Wiki TPA Infusion/Femoral angioplasty- HELP

sslater

Networker
Messages
52
Location
Jonesboro, AR
Best answers
0
I am not very familiar with these kind of procedures. Any help is greatly appreciated. Thank you..

So far I have 37224, 757102659, 37211?


PROCEDURE PERFORMED: Right common femoral angiogram and subsequent
angioplasty and placement of a fountain balloon infusion catheter with
subsequent tissue plasminogen activator infusion for thrombolysis in
the right femoral and into the femoral to peroneal trunk bypass graft
.

The patient presents with impending limb loss with severe rest
claudication and marked arterial insufficiency on the right. Doppler
in January revealed total occlusion of the graft, the femoral to the
tibial peroneal trunk graft and also severe stenosis in the profunda,
as well as total occlusion of the old left SFA. He had claudication
but not severe in January but becoming very severe in the last 3-4
days with, again, severe rest claudication elevation, _____
independent rubor, etc.

A total of 34 mL of contrast was utilized. Baseline creatinine is
1.2. His hematocrit is 32.6. He does have iron-deficiency anemia on
chronic Coumadin therapy.

A 6-French sheath was placed, 6 JR4 to cross over from the left
femoral and a 6/55 Raabe sheath placed. 5000 units of heparin
intraarterially was given. 25 of Demerol was given twice for his
severe leg pain. He has severe claudication when his leg is not
dependent. A 5.0 x 100 Boston balloon was used to try to open the
totally occluded common femoral. There were collaterals to the
profunda, but the common femoral was totally occluded and a large
thrombus present in the distal common femoral. We did balloon with
only slight improvement in flow and then placed a fountain catheter
and gave a 10 mg bolus of TPA and began an infusion 1 mg per minute
into the large thrombus with the fountain catheter resting in the vein
graft to the tibia peroneal trunk and back into the common femoral.

Initial angiograms revealed, again, total occlusion of the distal
common femoral with collaterals, rich collaterals, and the hypogastric
and internal iliac to the profunda. Then the profunda gave
collaterals around the knee to the below-the-knee vessels with
subsequent limited runoff. There was an external iliac stent noted on
the right that was widely patent. This total occlusion was the common
over a long segment with collaterals filling the profunda. We
ballooned across this total occlusion with a 5-0 balloon with minimal
more improvement in flow and placed a Quick-Cross and injected dye.
We found that we were in the bypass graft distally.

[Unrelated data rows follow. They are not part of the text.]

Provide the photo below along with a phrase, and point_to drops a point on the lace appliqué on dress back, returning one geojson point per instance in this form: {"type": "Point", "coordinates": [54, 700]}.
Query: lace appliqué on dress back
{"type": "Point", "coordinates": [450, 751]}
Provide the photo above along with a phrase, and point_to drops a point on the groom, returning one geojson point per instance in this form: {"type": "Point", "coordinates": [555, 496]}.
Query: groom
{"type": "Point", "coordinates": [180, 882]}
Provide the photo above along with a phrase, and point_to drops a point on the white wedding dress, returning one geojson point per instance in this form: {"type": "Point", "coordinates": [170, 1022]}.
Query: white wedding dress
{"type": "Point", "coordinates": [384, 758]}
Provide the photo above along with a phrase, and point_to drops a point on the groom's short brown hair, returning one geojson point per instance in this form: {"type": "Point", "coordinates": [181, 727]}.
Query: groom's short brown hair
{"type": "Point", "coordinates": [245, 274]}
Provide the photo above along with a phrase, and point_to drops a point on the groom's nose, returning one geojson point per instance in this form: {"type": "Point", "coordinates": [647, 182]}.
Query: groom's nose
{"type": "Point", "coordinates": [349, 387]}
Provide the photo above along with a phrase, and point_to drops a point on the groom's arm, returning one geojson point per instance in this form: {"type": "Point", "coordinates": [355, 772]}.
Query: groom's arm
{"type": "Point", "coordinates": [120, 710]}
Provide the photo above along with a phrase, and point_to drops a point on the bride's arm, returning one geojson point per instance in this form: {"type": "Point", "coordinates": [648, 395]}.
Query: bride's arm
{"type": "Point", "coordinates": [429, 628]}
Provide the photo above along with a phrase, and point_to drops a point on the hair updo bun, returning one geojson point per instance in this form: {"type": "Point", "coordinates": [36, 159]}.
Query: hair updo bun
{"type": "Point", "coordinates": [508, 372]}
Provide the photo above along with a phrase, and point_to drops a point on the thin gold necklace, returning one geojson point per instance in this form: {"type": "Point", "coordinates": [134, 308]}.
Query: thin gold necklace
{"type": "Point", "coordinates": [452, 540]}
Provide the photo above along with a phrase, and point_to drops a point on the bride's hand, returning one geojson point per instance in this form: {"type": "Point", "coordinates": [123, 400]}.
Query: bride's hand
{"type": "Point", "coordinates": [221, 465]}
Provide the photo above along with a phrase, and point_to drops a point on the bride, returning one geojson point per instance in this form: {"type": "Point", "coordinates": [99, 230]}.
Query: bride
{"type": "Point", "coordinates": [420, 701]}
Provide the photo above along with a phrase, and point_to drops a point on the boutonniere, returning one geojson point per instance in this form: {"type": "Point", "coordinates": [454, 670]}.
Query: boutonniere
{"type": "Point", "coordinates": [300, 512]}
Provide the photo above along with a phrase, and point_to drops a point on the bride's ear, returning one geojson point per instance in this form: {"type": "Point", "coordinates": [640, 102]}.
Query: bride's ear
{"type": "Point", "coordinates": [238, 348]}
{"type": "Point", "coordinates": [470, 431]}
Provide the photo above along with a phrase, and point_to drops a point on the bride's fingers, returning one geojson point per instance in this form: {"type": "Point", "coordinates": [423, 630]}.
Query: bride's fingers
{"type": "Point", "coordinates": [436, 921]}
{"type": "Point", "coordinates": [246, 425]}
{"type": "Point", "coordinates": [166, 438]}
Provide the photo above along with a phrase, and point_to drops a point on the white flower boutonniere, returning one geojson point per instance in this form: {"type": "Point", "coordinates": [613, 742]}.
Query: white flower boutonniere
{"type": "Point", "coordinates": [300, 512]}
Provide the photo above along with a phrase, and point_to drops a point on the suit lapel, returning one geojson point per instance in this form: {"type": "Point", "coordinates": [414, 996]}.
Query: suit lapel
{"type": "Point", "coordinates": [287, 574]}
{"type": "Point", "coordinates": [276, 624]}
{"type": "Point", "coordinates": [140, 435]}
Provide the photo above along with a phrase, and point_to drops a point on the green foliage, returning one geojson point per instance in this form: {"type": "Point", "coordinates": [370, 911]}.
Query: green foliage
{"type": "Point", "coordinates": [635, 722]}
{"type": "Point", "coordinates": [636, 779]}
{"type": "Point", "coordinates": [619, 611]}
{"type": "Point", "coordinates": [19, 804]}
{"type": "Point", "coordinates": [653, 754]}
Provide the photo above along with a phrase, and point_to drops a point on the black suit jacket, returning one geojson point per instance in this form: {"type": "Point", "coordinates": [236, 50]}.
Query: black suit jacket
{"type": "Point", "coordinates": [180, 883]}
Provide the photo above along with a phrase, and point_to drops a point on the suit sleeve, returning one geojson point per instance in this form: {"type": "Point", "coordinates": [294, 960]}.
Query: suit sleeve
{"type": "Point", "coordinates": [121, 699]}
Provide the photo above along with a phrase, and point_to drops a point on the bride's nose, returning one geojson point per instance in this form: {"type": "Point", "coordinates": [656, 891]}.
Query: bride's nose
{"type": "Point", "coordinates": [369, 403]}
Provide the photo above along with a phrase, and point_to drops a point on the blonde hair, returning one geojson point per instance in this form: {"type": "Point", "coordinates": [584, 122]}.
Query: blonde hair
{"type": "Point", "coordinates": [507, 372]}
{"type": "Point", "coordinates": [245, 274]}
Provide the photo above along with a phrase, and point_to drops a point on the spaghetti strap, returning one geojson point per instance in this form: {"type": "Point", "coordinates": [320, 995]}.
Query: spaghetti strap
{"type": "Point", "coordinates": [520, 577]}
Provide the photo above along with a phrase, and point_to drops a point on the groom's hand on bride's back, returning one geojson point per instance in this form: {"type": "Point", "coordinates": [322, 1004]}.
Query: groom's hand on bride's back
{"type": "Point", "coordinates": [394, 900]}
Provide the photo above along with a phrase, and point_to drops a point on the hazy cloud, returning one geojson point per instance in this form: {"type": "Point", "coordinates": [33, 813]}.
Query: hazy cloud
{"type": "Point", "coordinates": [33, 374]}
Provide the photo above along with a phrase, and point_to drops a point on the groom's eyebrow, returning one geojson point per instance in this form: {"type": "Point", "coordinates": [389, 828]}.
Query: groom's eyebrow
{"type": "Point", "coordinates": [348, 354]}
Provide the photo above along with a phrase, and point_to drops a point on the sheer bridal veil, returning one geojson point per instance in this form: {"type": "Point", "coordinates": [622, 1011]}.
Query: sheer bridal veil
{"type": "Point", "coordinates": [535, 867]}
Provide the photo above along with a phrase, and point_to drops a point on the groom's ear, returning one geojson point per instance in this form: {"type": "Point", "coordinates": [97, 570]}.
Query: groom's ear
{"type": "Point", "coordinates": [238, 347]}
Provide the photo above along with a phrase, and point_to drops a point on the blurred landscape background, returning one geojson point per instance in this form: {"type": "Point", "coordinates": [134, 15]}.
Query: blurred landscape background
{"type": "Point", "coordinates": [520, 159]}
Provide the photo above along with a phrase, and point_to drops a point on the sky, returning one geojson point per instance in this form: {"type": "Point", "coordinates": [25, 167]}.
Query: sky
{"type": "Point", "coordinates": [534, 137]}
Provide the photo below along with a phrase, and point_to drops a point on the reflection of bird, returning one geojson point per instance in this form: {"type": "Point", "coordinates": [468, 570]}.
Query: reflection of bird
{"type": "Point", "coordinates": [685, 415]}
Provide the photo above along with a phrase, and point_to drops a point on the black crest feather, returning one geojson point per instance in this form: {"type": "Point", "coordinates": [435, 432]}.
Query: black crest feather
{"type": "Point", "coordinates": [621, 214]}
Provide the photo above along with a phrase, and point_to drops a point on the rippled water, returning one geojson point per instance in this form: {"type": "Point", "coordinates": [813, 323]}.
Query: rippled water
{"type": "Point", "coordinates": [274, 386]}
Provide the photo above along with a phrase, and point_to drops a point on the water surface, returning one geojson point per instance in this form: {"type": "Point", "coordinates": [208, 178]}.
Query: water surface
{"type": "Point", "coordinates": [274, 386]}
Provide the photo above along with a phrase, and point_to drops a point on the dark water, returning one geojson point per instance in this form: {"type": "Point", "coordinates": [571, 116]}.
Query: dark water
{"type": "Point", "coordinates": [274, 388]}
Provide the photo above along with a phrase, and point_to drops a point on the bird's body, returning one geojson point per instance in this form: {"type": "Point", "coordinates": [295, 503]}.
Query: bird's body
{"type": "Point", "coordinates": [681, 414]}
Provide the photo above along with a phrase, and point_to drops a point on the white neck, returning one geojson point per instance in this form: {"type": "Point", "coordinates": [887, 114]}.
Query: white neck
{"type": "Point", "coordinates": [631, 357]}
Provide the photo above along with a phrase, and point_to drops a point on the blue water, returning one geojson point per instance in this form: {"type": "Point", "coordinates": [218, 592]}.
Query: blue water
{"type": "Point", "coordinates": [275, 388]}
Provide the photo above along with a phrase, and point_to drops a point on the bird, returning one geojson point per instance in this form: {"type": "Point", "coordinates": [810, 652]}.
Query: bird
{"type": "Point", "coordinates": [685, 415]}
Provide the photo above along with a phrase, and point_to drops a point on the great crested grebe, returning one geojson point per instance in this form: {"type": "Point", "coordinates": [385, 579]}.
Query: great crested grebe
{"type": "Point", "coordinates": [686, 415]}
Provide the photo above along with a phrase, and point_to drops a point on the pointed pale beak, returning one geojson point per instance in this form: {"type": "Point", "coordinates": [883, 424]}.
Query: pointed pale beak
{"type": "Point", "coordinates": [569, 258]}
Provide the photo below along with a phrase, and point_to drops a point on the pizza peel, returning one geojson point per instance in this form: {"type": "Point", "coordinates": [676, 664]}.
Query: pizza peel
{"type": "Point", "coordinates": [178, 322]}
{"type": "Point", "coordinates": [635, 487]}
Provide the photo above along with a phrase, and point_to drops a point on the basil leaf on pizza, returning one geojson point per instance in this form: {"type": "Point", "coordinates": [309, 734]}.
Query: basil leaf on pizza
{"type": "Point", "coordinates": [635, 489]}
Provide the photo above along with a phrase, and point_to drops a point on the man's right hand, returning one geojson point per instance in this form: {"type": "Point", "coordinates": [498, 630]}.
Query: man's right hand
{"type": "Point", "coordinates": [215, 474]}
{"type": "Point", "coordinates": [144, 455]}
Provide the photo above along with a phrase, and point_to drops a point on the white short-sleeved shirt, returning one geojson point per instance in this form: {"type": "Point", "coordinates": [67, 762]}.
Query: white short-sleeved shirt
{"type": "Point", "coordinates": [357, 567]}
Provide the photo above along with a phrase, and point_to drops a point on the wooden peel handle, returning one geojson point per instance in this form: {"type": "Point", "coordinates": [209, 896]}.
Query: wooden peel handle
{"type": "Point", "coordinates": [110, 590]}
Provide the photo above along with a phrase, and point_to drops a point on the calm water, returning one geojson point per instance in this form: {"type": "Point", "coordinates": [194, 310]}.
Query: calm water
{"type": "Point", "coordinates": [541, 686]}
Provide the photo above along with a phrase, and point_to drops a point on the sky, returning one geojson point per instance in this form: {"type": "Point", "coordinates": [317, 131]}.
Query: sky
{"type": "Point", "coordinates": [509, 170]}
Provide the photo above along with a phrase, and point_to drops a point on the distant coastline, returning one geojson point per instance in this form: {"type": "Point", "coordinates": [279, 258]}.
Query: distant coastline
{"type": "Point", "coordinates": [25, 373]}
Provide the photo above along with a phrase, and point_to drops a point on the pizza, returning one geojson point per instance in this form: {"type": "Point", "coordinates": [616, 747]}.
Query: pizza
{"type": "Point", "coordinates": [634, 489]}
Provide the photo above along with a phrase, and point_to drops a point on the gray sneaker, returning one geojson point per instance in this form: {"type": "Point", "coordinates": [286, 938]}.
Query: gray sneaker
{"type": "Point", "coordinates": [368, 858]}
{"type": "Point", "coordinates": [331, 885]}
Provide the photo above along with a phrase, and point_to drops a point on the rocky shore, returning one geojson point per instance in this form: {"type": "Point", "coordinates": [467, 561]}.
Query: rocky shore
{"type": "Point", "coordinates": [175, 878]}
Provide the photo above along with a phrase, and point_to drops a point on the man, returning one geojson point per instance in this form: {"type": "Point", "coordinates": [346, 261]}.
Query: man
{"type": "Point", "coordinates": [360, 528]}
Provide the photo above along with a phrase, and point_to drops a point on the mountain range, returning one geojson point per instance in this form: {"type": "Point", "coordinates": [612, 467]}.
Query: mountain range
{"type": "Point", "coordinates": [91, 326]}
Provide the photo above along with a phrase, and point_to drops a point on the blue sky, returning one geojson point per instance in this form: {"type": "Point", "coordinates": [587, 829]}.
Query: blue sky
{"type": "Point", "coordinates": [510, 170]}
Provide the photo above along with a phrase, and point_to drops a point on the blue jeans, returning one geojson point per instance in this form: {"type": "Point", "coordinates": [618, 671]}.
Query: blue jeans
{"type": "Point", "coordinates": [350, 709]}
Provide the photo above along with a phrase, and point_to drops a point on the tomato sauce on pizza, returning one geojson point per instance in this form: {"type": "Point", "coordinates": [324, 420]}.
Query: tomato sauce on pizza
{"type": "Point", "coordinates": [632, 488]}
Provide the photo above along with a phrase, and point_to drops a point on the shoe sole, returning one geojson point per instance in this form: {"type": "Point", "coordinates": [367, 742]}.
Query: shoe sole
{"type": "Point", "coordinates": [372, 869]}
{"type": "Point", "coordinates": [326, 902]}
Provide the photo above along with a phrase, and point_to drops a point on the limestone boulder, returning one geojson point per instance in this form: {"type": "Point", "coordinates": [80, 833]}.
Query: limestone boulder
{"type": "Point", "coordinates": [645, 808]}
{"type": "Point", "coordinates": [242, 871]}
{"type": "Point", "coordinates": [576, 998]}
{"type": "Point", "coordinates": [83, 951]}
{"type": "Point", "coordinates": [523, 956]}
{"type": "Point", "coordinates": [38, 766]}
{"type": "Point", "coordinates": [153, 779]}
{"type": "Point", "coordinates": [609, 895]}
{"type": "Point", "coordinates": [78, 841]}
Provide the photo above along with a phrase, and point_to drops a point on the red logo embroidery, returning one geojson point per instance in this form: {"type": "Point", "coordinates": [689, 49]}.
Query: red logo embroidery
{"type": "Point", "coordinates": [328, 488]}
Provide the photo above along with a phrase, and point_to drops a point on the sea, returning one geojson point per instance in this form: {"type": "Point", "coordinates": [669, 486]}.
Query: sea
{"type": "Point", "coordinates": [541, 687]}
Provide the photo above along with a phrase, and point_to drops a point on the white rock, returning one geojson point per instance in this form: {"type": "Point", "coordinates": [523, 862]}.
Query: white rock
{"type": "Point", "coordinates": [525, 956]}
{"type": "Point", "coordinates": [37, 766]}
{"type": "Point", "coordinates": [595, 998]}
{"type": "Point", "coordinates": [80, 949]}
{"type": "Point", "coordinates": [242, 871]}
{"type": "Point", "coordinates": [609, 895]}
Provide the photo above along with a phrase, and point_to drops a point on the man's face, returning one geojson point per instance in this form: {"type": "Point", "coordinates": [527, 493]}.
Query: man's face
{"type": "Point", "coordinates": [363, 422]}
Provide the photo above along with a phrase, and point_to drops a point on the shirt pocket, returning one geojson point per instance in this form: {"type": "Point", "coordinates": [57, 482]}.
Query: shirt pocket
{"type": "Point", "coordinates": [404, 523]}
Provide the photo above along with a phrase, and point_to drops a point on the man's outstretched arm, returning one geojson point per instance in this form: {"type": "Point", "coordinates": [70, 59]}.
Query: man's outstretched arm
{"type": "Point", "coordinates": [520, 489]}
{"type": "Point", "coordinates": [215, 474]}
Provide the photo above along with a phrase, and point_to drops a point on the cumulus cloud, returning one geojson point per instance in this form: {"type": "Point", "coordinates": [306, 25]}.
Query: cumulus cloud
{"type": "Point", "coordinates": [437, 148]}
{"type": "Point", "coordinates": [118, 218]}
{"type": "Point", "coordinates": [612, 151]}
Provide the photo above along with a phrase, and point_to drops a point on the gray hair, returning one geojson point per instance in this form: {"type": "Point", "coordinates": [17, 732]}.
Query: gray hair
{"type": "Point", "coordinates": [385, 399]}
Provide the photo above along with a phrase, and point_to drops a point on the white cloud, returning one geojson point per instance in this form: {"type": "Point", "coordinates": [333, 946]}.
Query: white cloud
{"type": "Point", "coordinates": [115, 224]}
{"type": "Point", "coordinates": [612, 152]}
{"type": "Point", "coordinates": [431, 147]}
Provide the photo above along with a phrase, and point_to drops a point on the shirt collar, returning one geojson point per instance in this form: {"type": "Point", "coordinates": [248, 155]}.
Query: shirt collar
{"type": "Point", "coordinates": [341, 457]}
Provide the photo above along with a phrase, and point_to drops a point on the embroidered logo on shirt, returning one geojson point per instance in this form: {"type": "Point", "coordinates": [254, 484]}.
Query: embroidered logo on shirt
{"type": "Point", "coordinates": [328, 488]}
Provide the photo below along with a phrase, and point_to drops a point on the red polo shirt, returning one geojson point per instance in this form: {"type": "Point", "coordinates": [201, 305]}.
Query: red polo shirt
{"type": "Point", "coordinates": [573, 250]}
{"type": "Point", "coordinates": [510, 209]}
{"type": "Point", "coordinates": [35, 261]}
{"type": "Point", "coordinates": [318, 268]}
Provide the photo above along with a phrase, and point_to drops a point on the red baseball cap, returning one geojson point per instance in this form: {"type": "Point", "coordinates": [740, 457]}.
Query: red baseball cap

We placed our
infusion catheter across this long thrombus that was present in the
distal common femoral and in the proximal portion of the vein graft,
which also occluded the profunda, but the profunda did have some
collaterals.

The infusion catheter was sutured in place, and the patient
transferred to ICU with 1 mg per minute of TPA infusing into this
large thrombus of distal common femoral that occluded both the
previously placed vein graft and the profundus as described above.